A limp and a paralyzed arm serve as constant reminders to Valdina Wiley about the seriousness of a stroke. “I figured I’m not old enough to have a stroke, okay, so it never phased me at all. So, when I had the symptoms, I totally ignored them all,” she tells Ivanhoe.
Numbness in her fingers, tongue and face, and even feelings of confusion were passed off as being tired.
Wiley says, “I went and laid down, and that was my cure all for everything -- if I could just lay down.”
Sleep didn’t help -- and waiting made it worse.
Neurologist Lewis Morgenstern, M.D., of the University of Michigan Health System in Ann Arbor, tells Ivanhoe, “The message clearly has to be that there is a therapy out there if people will call 911 immediately.”
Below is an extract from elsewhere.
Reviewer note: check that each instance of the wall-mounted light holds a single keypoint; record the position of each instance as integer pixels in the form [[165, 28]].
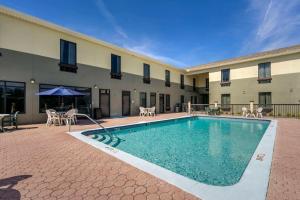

The key, according to Dr. Morgenstern, is people -- especially women -- knowing the symptoms of a stroke. He says, “My feeling is that it’s certainly possible that men and women are experiencing the same symptoms, but men and women are focusing on different parts of those symptoms.”
Classic symptoms most often reported by men include sudden weakness or numbness, difficulty speaking, and clumsiness. A new study shows women who had a stroke were more likely to report altered consciousness and pain.
Dr. Morgenstern says for people who identify symptoms and get to the hospital immediately, the drug TPA can help. “Between 1 percent and 2 percent of people in this country who have a stroke get it. The reason that they don’t get it is they don’t get to the hospital fast enough,” he says.
Forced to retire, Wiley now spends much of her time reading, being thankful for what she can do. She says, “It’s a blessing for me each time I’m able to get up, because I remember the time I couldn’t get up.”
Dr. Morgenstern says it’s important that everyone be aware of the symptoms of stroke. Only 4 percent of the time is the patient the one who initiates the call for help. It’s usually a loved one, a co-worker, or a friend. Also, the drug, TPA has to be given within three hours.